Bacon and Cheese Manicotti

20140723_195247_RichtoneRecipe courtesy of foodnetwork.com.

INGREDIENTS

Manicotti

  • Vegetable oil cooking spray
  • Kosher salt
  • 1 tbsp olive oil
  • 8 manicotti pasta tubes
  • 9 slices applewood smoked bacon, cut into ½ inch pieces
  • 10 oz. package frozen chopped spinach, thawed and drained
  • 15 oz. container whole milk ricotta, room temp.
  • 1/3 cup grated parm cheese, room temp.
  • 1/4 tsp. freshly ground black pepper
  • 1/4 tsp. ground nutmeg
  • 1 large egg, room temp.

Sauce

  • 2/3 cup heavy whipping cream
  • 1/3 cup whole milk
  • 1 tbsp flour
  • ¼ tsp kosher salt
  • 1/8 tsp freshly ground pepper
  • 2 large pinches ground nutmeg
  • 1 ½ cup coarsely grated whole milk mozzarella
  • 1 ½ cup jarred tomato basil sauce

DIRECTIONS

Preheat the oven to 375°F. Spray a 9-by-11 inch oval or rectangle baking dish with vegetable oil cooking spray. Bring a large pot of boiling salted water to a boil over medium-high heat. Add the oil and pasta. Cook until al dente, stirring occasionally, 5 to 7 minutes. Drain and cover with plastic wrap to prevent the pasta from drying out.

In a large nonstick skillet, cook the bacon until crisp and brown, about 7 minutes. Drain on paper towels and set aside to cool. In a large bowl, add the cooled bacon, the spinach, ricotta, parmesan, ½ teaspoon salt, the pepper, nutmeg, and egg. Stir until well combined. Using a small spoon, fill the manicotti tubes with the ricotta mixture.

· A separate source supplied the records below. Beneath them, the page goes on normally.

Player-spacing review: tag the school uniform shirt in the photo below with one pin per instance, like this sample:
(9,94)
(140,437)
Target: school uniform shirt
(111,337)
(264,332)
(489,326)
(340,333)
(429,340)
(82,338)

Bring the cream, milk, flour, salt, pepper, and nutmeg to a simmer in a heavy, medium saucepan over medium heat. Add the mozzarella in batches, constantly whisking, until the sauce is thick and smooth. Reduce the heat to low and simmer one minute, whisking occasionally. Whisk in the tomato basil sauce. Pour half of the sauce on the bottom of the prepared baking dish. Arrange the manicotti in a single layer on the sauce. Pour the remaining sauce on top of the manicotti and top with the mozzarella. Drizzle with olive oil and cover the dish with foil. Bake until heated through and bubbling, 20 to 25 minutes.

Note from Chef Cat:
I sometimes feel overwhelmed if a recipe calls for too many ingredients or the directions are lengthy. This may be the case for this recipe, but it is extremely easy. The only substitutions I made were smoked cherrywood bacon and plain marinara sauce. (I just added in fresh basil—basil is the love of my life). Stuffing the manicotti became time consuming for me, but don’t get frustrated. Good luck and enjoy!